UTR lengths: 3' UTRs generally longer than 5'.
Alternate first exons common—promoter diversity.

Alternative Splicing & Proteome Size

Only 20–25 k genes yet estimated 50–100 k proteins; explanatory factor: >60 % of multi-exon genes undergo alternative splicing.

Example: Cell-Surface Receptor Architecture

Typical domain layout
1. N-terminal leader (signal peptide) ~20 aa.
2. Variable extracellular domains (e.g., Ig-like).
3. Stalk/linker.
4. Transmembrane helix ± membrane anchor.
5. Intracellular tail for signaling (ITAM, SH2/SH3-binding sites, etc.).
NKp44 receptor (6p21.1) follows such modular blueprint.

Laboratory & Diagnostic Connections

PCR, RT-PCR, qPCR: leverage replication & transcription principles.
Sequencing technologies employ chain-terminating nucleotides (Sanger) or nucleotide incorporation chemistry (pyrosequencing, semiconductor).
Splicing assays detect aberrant exon usage in genetic disease.
Genome browsers, BLAST, and annotation databases essential for variant interpretation.
Chromatin immunoprecipitation, DNase-seq, ATAC-seq probe packaging and regulatory landscapes.

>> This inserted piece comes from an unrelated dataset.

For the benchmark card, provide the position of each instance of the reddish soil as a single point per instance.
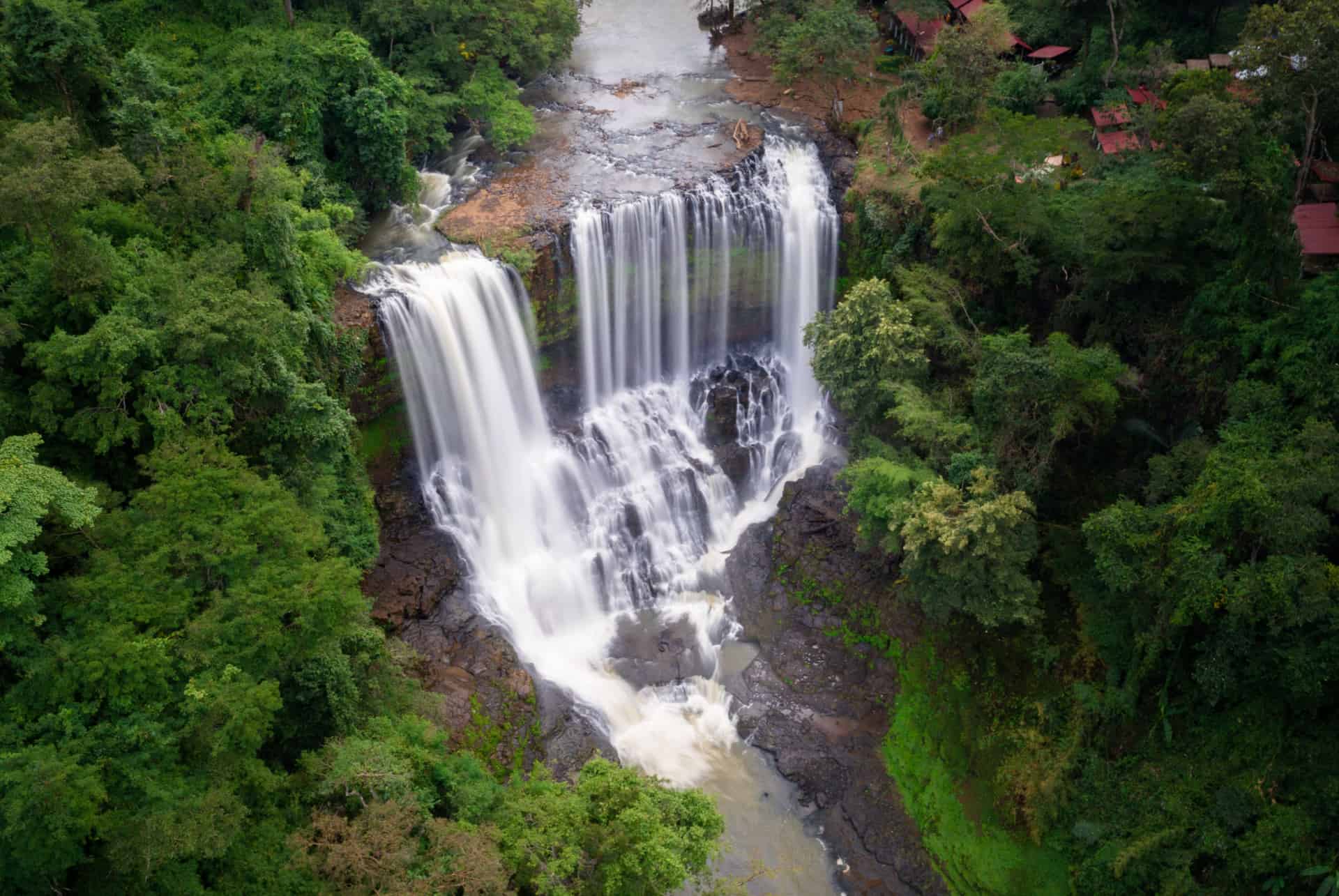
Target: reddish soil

Ethical & Practical Considerations

Genomic data raises privacy issues; variant interpretation impacts clinical decision-making.
Understanding of genome architecture informs gene therapy vector design & off-target risk assessment.
Transposon remnants present challenges for genome editing (CRISPR mismatch binding) but also offer tools (e.g., sleeping beauty transposase systems).